Рекламна агенция
Help Runner Runner
Travel for Life
It is far more independent to travel on foot
9:26 am | March 1, 2013

Author: Mark Hummel | Category: Travel | Comments: None

Mount Washington, lying farther north in New Hampshire, was private land when Thoreau climbed it in 1858, but today itstands in the White Mountain National For­est. Steps have been taken to help the many tourists who want to reach this summit. A toll road and cog railway, working opposite slopes, serve those who prefer to climb their mountains sitting down.

Mount Washington

Hikers in Thoreau’s mold, believing “it is far more independent to travel on foot,”

can follow his ascent and descent by using the system of trails and shelters maintained by the Appalachian Mountain Club and the U. S. Forest Service. The four of us opt to take the toll road up and a trail down,into Tuckerman Ravine where Thoreau camped. His party had a number of mishaps here, including a campfire that burned sev­eral acres of forest. The hikers today use por­table stoves; open fires are forbidden. Other good places for hiking in are European cities like Barcelona, Amsterdam, Edinburgh, where you can find cheap apartments in barcelona, apartments in amsterdam or edinburgh accommodation.

 

At Baxter State Park in Maine, a Tho­reauvian philosophy rules Mount Katahdin. The park’s donor, Governor Percival Baxter, left strict deeds of trust, as park supervisor Buzz Caverly explains: “Wilder­ness was more important to the governor than recreation, so we firmly restrict our number of visitors.” The park has 200,000 acres of forest and mountains, but only 1,000 campers can stay overnight. Reserva­tions are prepaid, facilities remain rustic. Daily use by cars is limited, and the same goes for mountain trails; when a parking lot is full, that trail is closed to hikers.

 

Up on Katandin the effects of these poli­cies are clear: The mountain seems un­crowded; I saw no sign of garbage or carved initials. Smaller groups of people also tend to help each other.

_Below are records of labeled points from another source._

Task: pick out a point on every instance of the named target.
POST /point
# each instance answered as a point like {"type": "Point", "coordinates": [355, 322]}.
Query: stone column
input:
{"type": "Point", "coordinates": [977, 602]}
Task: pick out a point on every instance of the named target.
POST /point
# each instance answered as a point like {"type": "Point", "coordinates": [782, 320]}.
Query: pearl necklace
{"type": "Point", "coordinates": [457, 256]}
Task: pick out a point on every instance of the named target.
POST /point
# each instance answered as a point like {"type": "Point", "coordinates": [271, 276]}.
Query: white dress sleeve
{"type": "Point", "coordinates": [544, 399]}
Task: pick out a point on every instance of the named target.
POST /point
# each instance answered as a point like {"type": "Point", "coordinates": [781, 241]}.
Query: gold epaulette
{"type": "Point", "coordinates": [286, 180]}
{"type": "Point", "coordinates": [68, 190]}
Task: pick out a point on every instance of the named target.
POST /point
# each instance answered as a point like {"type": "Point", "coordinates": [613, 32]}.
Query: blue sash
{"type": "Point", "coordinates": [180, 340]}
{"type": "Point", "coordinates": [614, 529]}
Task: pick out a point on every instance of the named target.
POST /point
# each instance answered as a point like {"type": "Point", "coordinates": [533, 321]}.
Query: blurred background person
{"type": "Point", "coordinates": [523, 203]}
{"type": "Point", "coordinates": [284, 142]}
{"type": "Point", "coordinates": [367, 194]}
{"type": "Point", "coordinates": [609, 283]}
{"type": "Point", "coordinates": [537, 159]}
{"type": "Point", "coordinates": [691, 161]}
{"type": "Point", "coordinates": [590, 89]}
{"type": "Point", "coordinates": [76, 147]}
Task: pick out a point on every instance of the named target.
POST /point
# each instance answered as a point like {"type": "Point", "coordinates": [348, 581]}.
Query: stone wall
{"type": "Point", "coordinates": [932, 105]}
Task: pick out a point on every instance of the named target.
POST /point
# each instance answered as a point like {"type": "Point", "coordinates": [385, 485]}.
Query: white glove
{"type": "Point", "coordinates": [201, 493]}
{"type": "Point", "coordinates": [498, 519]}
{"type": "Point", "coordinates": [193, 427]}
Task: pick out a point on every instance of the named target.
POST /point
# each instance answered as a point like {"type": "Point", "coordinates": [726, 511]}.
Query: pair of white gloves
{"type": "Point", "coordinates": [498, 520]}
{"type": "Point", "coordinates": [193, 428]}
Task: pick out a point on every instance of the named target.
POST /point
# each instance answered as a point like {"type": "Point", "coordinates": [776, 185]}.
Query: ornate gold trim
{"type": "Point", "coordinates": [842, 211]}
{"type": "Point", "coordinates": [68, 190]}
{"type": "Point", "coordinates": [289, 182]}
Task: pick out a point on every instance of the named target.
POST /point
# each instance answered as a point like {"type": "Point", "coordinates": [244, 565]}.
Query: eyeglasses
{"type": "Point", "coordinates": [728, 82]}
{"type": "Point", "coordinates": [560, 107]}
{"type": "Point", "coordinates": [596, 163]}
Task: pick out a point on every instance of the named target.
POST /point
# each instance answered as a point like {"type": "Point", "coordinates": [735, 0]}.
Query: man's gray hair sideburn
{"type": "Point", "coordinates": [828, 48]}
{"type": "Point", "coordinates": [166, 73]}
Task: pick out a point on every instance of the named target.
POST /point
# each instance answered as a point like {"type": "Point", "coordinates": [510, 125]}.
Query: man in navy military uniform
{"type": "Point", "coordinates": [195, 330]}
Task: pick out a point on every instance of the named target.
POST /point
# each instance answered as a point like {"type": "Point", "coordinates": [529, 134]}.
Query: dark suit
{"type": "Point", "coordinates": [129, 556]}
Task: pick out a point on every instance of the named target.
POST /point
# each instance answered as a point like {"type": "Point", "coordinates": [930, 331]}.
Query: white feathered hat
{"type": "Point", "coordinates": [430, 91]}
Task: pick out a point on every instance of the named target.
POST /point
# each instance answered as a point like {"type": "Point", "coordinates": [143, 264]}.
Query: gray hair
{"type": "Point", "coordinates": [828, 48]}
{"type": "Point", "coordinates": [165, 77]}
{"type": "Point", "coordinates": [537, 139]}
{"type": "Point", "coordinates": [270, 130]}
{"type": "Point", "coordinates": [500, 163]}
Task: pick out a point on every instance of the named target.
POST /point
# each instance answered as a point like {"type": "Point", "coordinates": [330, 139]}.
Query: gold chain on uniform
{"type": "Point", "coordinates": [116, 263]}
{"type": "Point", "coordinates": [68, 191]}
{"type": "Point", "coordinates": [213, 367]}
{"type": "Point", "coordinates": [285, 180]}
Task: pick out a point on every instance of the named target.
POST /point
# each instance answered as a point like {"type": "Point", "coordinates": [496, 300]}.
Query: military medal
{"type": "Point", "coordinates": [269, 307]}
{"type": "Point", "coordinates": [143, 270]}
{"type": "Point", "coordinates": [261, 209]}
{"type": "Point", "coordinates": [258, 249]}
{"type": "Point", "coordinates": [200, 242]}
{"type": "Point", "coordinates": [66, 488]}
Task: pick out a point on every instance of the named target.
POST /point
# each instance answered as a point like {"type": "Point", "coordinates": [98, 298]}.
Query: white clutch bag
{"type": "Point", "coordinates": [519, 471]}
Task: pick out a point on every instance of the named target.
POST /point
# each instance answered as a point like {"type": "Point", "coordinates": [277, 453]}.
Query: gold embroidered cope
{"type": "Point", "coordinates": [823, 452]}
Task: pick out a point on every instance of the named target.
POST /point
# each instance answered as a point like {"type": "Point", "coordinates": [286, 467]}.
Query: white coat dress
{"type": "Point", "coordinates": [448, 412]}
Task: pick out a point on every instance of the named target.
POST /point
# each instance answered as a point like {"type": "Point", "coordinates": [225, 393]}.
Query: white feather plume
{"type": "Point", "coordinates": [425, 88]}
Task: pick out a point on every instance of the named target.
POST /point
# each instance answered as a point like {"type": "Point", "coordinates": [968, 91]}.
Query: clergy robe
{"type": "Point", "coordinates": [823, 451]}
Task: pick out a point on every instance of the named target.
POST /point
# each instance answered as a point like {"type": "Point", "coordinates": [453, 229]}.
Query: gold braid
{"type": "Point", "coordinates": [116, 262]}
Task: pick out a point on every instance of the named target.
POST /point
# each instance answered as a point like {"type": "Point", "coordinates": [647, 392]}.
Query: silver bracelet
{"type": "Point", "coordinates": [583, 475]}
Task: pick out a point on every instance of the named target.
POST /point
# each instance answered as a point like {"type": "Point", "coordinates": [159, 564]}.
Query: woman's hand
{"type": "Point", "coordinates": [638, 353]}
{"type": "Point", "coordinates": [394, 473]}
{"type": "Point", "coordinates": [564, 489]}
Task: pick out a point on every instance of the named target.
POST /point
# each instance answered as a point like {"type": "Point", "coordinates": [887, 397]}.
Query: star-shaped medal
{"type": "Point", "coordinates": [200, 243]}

Our family party climbs the Abol Trail, a steep three-mile hike that follows a great landslide of loose stone and gravel. We start with empty canteens, expecting to fill them at streams. But they are dry: For months Maine has had almost no rain. We struggle over boulders, as big as automobiles, that Thoreau said were “the raw materials of a planet.” Other hikers offer sips from their canteens, then encourage us to look for wa­ter on the upper plateau.

Mount Washington

There we find deep, clear pools beneath the rocks and tall grass. People stop to rest Thoreau, a Different Man and talk, sharing the day’s adventure. Jenny and Jeff lend out their drinking cups; in a side pool Bonnie soaks her tired feet. Going on to the summit alone, I pass a sign that identifies this oasis: Thoreau Spring.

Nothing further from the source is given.